Moraes também levou em conta a convocação de uma vigília por aliados próximos ao ex-presidente, interpretada como tentativa de obstruir a fiscalização judicial e potencializar riscos à ordem pública.
Dino aponta deslealdade institucional e risco de novos confrontos
Em seguida, Flávio Dino apresentou voto alinhado ao relator. Ele lembrou a violação da tornozeleira e a convocação da vigília por parte de Flávio Bolsonaro, argumentando que episódios recentes envolvendo aliados — como Carla Zambelli, Alexandre Ramagem e Eduardo Bolsonaro — demonstram “profunda deslealdade com as instituições pátrias”.
O ministro afirmou que grupos de apoiadores do ex-presidente costumam atuar de forma “descontrolada”, o que ele considera um risco real de confrontos e de repetição de episódios violentos como os do 8 de janeiro. Para Dino, mesmo a residência de Bolsonaro poderia ser invadida, colocando em perigo policiais e moradores.
“Se os propósitos fossem apenas religiosos, a análise poderia ser diversa, mas lamentavelmente a realidade tem demonstrado outra configuração, com retóricas de guerra, ódios, cenas de confrontos físicos etc”, registrou Dino em seu voto.

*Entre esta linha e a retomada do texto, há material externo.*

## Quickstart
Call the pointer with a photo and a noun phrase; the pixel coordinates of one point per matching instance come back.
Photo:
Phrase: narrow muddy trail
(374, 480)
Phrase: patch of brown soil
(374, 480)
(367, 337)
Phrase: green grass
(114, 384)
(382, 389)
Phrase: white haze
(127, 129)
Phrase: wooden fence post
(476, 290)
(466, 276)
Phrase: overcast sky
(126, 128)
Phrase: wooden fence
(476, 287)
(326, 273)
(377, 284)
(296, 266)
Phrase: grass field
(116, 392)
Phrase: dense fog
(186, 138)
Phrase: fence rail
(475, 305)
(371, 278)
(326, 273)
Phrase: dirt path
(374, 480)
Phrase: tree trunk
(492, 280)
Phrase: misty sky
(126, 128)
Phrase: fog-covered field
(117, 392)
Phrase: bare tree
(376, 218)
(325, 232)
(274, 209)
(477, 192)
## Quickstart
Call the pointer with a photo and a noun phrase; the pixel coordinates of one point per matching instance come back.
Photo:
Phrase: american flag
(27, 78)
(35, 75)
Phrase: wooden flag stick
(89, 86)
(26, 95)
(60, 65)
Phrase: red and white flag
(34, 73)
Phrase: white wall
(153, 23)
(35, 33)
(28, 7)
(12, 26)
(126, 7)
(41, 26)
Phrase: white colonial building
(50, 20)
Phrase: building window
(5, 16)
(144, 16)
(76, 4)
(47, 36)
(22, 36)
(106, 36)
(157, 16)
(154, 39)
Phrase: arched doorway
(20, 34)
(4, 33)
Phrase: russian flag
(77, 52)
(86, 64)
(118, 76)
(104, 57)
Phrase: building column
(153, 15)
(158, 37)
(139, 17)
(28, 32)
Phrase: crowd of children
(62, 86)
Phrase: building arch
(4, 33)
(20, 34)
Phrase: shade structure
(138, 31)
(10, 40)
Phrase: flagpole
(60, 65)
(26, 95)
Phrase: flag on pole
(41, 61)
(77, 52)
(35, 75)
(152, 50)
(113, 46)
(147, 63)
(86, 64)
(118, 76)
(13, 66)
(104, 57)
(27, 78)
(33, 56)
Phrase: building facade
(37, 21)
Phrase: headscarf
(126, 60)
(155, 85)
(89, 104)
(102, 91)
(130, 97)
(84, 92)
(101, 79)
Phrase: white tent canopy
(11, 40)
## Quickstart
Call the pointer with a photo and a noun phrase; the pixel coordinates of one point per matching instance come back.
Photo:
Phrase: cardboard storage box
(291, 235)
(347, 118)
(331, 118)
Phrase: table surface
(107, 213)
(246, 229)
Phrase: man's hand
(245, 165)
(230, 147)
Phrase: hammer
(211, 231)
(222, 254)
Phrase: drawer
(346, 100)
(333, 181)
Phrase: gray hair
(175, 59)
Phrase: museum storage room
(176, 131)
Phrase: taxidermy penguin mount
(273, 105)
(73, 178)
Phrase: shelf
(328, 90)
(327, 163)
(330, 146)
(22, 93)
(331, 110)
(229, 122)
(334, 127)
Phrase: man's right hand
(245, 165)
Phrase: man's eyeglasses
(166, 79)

Defesa de Bolsonaro fala em confusão mental e nega tentativa de fuga
A decisão que levou à prisão preventiva foi tomada por Moraes na madrugada de sábado, após relatório da Polícia Federal sobre a violação da tornozeleira e a vigília convocada pelo senador Flávio Bolsonaro. Para o ministro, os fatos indicavam risco concreto de fuga.
Os advogados do ex-presidente, porém, afirmam que o episódio decorreu de um quadro de “confusão mental” causado por interação inadequada de medicamentos prescritos para tratar soluços persistentes.
Na audiência de custódia, Bolsonaro disse que acreditou que havia uma “escuta” instalada na tornozeleira e tentou abrir apenas a tampa do dispositivo. A defesa sustenta que o vídeo entregue pela Seape mostra que ele estava com a fala arrastada e comportamento “ilógico”, incompatível com planejamento de fuga.
Os advogados também ressaltam que Bolsonaro não teria como deixar sua residência sem ser visto, já que está em um condomínio fechado e sob vigilância permanente da Polícia Federal.
Ex-presidente está em cela especial da PF
Desde sábado, Jair Bolsonaro cumpre prisão preventiva em uma cela especial na Superintendência da Polícia Federal em Brasília. A situação deve ser confirmada ou revista após a conclusão do julgamento da Primeira Turma nesta noite.